ALBA ADRIATICA. «I fondi regionali per la pulizia della foce del Vibrata sono una buona notizia, ma ora è necessario tornare a parlare di contratto di fiume». Così il sindaco di Alba Adriatica...
ALBA ADRIATICA. «I fondi regionali per la pulizia della foce del Vibrata sono una buona notizia, ma ora è necessario tornare a parlare di contratto di fiume». Così il sindaco di Alba Adriatica Antonietta Casciotti ha commentato la notizia dei 25mila euro di fondi resi disponibili dalla Regione Abruzzo per interventi di pulizia del verde nell’area terminale del torrente, lanciando un appello che ripropone uno dei grandi temi della vallata. Continua il primo cittadino albense: «Proseguiamo a lavorare con un unico intento: la salvaguardia ambientale. È necessario ora promuovere il “contratto di fiume”, uno strumento volontario di programmazione strategica e negoziata che persegue la tutela, la corretta gestione delle risorse idriche e la valorizzazione dei territori fluviali unitamente alla salvaguardia dal rischio idraulico, contribuendo allo sviluppo locale. Auspico che l'Unione dei comuni della Val Vibrata attivi questo importante percorso, rendendomi disponibile sin d'ora a qualsiasi forma di collaborazione che il presidente voglia individuare».
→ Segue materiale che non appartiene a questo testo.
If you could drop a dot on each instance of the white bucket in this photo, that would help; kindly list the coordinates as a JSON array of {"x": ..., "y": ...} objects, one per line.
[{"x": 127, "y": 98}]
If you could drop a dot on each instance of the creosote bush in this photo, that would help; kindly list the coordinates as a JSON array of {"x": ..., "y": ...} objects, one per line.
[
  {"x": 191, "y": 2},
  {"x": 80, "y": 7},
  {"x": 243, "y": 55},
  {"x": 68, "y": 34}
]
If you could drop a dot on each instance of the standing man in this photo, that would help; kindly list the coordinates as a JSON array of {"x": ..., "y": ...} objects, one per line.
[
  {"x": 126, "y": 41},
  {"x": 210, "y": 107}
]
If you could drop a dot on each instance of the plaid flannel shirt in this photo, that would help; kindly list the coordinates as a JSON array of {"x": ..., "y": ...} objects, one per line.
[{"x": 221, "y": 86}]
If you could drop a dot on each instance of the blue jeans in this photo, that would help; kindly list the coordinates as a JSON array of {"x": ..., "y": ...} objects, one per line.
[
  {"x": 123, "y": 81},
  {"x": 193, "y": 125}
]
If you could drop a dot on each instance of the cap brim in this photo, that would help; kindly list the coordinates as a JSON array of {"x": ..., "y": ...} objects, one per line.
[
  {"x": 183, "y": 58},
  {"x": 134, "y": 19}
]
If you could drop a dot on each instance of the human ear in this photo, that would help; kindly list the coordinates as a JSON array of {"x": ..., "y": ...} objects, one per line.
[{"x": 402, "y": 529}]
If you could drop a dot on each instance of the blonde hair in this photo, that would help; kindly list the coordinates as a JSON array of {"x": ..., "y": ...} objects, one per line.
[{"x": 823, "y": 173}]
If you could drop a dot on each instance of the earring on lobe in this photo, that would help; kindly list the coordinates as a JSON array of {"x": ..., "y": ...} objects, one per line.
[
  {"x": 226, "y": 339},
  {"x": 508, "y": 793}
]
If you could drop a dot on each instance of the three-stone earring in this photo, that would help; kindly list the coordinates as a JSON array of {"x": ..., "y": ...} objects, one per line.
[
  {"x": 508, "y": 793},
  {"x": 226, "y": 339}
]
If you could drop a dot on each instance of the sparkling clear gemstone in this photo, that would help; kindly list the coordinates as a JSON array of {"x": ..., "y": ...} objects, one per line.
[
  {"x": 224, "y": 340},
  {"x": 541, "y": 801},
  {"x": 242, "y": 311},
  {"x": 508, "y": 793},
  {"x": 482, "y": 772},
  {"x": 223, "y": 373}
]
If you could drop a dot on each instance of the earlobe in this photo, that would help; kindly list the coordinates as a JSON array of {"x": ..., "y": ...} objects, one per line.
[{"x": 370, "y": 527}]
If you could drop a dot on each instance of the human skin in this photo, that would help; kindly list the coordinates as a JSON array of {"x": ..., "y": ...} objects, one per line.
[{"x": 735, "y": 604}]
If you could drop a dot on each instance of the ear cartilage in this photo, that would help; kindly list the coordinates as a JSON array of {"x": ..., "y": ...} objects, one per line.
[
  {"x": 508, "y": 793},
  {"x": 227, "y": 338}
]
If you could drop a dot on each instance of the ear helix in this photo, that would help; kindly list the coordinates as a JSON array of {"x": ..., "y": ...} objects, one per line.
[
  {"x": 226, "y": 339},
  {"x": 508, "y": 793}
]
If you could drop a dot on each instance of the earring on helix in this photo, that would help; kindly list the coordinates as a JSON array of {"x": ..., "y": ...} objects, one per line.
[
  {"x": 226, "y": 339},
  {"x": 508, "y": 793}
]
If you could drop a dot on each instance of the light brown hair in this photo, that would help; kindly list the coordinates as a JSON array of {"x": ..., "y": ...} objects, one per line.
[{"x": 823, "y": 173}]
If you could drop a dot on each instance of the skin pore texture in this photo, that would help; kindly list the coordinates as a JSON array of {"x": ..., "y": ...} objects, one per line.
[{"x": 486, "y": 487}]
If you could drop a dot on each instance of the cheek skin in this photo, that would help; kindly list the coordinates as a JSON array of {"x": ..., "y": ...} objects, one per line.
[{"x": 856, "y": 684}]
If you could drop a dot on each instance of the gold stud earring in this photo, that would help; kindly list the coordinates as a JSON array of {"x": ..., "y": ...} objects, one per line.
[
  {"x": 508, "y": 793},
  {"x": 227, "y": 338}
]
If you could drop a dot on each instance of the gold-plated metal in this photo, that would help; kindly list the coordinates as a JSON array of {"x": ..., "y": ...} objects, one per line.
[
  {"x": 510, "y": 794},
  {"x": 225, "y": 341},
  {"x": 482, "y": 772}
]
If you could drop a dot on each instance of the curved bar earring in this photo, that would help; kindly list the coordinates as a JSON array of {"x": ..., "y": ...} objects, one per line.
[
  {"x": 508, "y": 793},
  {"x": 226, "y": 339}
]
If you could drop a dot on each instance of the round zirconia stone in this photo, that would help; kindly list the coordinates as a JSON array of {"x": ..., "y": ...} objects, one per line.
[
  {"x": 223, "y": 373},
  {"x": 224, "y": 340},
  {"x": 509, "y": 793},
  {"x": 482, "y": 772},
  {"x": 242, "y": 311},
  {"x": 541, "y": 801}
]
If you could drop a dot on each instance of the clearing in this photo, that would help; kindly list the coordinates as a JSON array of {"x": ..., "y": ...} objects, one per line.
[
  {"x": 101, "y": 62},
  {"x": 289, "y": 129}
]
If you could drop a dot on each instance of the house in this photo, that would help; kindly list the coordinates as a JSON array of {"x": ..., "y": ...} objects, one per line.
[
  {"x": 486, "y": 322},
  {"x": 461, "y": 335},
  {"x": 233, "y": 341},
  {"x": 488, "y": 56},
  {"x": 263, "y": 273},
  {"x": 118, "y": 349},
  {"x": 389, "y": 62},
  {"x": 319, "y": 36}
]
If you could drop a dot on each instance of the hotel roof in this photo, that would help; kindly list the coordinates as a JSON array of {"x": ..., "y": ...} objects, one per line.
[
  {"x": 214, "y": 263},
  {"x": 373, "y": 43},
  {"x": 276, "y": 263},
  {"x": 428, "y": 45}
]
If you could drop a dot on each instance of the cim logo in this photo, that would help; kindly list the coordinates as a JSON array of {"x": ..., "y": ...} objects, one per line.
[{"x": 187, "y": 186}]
Nel frattempo, proprio nell’opera di pulizia del verde nel letto del torrente, necessario anche per portare via potenziali ostacoli al corso d’acqua in occasione delle piene autunnali e invernali, gli operai incaricati dal municipio hanno scoperto una lunga scia di rifiuti abbandonati e nascosti tra la vegetazione, tra cui sacchi neri, sedie di plastica e non solo. È stato lo stesso primo cittadino a darne notizia, parlando di “inciviltà”. Non è la prima volta: fin dall’insediamento in municipio l’amministrazione Casciotti ha avviato una guerra, anche mediatica, contro chi abbandona immondizia o rifiuti ingombranti.